Seorang wartawan kantor berita AFP melihat ratusan orang Palestina meninggalkan Shejaiya, satu kawasan yang hancur akibat peperangan selama lebih sebulan antara Israel dan para pejuang Hamas.

Ribuan lagi meninggalkan kawasan Zeitun dan Shaaf menuju tempat-tempat penampungan di sekeolah-sekolah Perserikatan Bangsa-Bangsa setelah mereka mendengar serangkaian ledakan, kata para saksi mata itu.

PBB menyatakan Senin bahwa lebih 237.600 warga Palestina mengungsi di 81 sekolah PBB di Jalur Gaza.

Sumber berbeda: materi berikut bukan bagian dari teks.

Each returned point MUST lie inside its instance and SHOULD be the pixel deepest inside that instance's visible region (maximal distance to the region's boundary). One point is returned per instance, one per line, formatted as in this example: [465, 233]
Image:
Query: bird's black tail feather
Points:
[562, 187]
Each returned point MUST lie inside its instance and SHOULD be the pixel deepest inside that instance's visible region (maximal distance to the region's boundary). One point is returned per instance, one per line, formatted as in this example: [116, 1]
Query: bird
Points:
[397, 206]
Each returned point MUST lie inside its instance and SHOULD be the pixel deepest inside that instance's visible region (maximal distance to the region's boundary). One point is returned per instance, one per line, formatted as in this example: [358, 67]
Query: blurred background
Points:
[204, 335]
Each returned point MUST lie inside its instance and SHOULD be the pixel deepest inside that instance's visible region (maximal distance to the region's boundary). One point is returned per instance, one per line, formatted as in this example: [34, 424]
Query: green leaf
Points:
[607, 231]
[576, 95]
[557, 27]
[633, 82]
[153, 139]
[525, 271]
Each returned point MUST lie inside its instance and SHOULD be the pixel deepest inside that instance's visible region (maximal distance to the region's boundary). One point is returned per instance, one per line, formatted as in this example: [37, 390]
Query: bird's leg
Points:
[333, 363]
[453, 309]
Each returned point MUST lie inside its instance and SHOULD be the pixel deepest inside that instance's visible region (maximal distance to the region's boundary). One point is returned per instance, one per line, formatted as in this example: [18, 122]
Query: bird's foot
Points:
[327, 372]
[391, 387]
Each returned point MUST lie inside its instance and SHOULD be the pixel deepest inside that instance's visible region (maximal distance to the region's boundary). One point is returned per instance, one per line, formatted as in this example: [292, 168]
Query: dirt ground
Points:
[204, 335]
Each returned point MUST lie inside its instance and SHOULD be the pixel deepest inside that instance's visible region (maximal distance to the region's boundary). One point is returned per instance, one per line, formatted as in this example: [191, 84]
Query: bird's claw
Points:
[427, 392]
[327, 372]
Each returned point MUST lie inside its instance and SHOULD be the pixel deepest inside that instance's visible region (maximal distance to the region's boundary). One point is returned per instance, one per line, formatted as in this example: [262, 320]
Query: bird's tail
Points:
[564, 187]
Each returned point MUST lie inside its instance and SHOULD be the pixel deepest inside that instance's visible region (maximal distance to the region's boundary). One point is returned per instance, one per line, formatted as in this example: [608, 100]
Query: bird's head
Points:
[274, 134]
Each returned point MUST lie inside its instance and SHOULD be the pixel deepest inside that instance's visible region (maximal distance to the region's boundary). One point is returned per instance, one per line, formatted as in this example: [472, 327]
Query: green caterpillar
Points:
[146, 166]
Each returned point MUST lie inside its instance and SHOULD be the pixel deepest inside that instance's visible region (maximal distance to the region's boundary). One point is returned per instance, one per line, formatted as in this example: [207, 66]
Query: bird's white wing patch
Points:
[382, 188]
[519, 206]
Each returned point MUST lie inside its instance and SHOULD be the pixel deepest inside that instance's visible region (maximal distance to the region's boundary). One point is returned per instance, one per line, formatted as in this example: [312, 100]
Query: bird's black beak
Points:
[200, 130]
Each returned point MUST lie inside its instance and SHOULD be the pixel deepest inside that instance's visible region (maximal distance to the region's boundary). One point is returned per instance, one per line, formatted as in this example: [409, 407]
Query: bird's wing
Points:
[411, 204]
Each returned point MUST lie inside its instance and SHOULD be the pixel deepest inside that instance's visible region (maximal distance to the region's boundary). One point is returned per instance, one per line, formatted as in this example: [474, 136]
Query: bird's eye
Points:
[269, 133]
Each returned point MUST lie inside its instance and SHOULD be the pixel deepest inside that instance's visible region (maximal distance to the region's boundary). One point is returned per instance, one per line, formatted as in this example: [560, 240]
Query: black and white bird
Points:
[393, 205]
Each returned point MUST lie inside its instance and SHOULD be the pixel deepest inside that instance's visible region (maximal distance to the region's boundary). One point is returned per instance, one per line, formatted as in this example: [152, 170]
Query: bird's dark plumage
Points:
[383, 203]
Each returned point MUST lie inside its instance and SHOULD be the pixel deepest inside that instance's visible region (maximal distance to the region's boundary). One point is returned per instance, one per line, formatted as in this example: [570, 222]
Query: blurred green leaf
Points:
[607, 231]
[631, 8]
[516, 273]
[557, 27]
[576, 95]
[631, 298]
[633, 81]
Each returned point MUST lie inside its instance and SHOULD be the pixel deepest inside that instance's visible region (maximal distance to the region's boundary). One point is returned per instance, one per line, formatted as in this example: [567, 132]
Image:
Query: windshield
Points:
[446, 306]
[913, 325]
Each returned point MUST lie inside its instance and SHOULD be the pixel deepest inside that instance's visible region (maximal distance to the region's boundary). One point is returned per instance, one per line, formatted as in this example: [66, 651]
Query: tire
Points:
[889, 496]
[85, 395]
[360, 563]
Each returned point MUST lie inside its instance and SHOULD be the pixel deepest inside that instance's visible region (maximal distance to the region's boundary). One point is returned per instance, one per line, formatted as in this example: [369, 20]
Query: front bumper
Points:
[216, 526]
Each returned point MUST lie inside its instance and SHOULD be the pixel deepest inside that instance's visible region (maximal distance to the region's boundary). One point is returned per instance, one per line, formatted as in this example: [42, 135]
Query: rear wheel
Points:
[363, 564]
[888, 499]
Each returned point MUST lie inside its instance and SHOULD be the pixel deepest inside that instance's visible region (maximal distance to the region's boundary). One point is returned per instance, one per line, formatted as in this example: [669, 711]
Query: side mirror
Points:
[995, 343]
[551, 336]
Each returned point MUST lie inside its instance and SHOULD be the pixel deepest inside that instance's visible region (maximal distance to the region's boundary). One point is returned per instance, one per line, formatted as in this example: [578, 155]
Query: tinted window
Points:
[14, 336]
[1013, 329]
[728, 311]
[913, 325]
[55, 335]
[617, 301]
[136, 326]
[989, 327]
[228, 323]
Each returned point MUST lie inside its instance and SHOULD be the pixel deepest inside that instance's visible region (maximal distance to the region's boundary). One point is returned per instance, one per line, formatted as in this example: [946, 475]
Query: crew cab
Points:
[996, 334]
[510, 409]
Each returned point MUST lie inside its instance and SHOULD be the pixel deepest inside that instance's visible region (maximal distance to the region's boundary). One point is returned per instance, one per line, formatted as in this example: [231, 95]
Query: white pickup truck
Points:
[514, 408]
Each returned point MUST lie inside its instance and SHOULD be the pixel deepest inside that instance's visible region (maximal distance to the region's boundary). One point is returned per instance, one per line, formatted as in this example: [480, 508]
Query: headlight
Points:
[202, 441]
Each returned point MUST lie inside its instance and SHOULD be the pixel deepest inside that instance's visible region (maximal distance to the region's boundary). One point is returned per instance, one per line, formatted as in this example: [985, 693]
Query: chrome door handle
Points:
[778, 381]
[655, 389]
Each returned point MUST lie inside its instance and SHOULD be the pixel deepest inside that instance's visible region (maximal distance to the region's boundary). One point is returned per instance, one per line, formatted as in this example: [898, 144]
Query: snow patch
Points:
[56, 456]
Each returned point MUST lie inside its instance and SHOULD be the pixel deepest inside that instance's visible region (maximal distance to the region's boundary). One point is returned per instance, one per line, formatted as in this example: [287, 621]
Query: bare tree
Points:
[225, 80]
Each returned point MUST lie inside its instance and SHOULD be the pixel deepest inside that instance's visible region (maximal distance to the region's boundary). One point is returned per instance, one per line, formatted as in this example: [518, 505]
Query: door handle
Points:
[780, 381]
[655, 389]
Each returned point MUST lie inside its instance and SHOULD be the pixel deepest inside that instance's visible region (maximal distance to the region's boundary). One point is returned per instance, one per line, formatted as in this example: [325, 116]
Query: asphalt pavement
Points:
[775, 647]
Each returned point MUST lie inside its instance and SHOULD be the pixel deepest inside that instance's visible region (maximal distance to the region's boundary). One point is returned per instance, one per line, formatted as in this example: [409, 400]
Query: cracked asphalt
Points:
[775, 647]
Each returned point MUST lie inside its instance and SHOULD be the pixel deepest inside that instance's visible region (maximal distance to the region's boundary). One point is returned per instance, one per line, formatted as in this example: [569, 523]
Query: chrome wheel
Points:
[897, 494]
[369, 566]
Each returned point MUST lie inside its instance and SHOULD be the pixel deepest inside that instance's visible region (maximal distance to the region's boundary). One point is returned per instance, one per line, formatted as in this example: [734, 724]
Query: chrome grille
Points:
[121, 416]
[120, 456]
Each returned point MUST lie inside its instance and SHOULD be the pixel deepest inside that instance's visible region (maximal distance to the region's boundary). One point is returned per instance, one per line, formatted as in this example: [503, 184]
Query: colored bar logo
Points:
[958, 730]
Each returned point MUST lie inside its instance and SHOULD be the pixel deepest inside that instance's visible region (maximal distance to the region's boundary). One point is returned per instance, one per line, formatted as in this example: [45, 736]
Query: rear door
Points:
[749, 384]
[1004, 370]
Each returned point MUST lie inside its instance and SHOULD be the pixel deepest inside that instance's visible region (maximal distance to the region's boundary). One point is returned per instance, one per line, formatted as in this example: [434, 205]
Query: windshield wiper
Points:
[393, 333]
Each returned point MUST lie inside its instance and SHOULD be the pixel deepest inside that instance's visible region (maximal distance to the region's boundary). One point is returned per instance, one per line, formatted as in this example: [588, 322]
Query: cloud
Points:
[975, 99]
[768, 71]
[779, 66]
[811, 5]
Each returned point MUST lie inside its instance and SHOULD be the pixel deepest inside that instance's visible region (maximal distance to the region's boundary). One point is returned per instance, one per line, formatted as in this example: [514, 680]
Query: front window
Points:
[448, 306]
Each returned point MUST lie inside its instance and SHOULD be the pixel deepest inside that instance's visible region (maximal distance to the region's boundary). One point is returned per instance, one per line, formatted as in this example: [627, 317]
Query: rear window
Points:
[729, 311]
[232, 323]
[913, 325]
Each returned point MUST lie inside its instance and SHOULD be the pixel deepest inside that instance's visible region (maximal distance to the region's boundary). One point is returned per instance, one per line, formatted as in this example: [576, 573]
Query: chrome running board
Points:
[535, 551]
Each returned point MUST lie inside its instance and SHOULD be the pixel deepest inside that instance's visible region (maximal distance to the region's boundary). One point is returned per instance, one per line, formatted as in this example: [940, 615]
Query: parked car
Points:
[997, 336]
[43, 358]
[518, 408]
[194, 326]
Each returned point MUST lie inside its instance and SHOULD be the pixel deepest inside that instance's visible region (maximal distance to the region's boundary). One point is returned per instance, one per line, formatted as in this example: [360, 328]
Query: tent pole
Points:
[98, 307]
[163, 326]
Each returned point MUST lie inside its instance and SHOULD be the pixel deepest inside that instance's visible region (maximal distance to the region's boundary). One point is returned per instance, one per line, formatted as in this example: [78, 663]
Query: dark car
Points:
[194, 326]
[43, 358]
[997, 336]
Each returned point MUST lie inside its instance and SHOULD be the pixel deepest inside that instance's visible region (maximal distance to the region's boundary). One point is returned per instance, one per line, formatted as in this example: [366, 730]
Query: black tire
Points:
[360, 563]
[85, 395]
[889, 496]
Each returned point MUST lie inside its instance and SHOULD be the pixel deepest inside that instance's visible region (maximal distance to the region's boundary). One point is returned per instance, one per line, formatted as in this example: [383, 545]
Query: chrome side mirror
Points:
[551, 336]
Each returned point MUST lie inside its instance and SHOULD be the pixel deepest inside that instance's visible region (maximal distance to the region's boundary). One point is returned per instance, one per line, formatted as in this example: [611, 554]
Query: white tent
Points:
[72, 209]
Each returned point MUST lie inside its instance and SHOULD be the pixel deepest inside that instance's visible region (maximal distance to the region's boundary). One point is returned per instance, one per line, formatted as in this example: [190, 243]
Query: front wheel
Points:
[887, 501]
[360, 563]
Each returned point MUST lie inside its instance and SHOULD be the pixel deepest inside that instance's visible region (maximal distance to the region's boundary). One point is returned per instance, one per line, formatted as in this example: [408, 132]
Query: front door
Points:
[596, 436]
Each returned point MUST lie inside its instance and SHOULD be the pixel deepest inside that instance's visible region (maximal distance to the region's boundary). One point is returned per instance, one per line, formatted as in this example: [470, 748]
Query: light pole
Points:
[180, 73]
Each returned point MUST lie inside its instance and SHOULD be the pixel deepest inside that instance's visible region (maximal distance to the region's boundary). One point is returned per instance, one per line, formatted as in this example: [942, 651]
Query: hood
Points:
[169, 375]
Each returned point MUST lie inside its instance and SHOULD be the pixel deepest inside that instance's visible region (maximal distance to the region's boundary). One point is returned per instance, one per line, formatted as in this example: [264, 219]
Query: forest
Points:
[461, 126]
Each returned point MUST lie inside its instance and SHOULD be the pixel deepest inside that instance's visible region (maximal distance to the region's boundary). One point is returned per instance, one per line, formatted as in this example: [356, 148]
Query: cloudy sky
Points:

Pada Selasa, Israel memerintahkan para perundingnya kembali dari pembicaraan di Kairo, Mesir, dan pesawat-pesawat tempur menyerang sejumlah sasaran di Gaza setelah roket-roket Palestina menghajar bagian selatan negara itu sementara kedua pihak memberlakukan gencatan sejata 24 jam.

Langit Gaza yang semula relatif tenang selama sembilan hari, lalu berubah kembali ketika tiga roket jatuh di bagian selatan Israel hanya beberapa jam sebelum gencatan senjata itu habis masa waktunya pada tengah malam waktu setempat.

Israel segera memerintahkan tanggapan militer, dengan pesaawat-pesawat tempur menyerang sasaran-sasaran.

Dua anak yang berusia enam dan sembilan tahun luka-luka di Rafah, kota di bagian selatan Gaza, kata juru bicara dinas kedaruratan Palestina.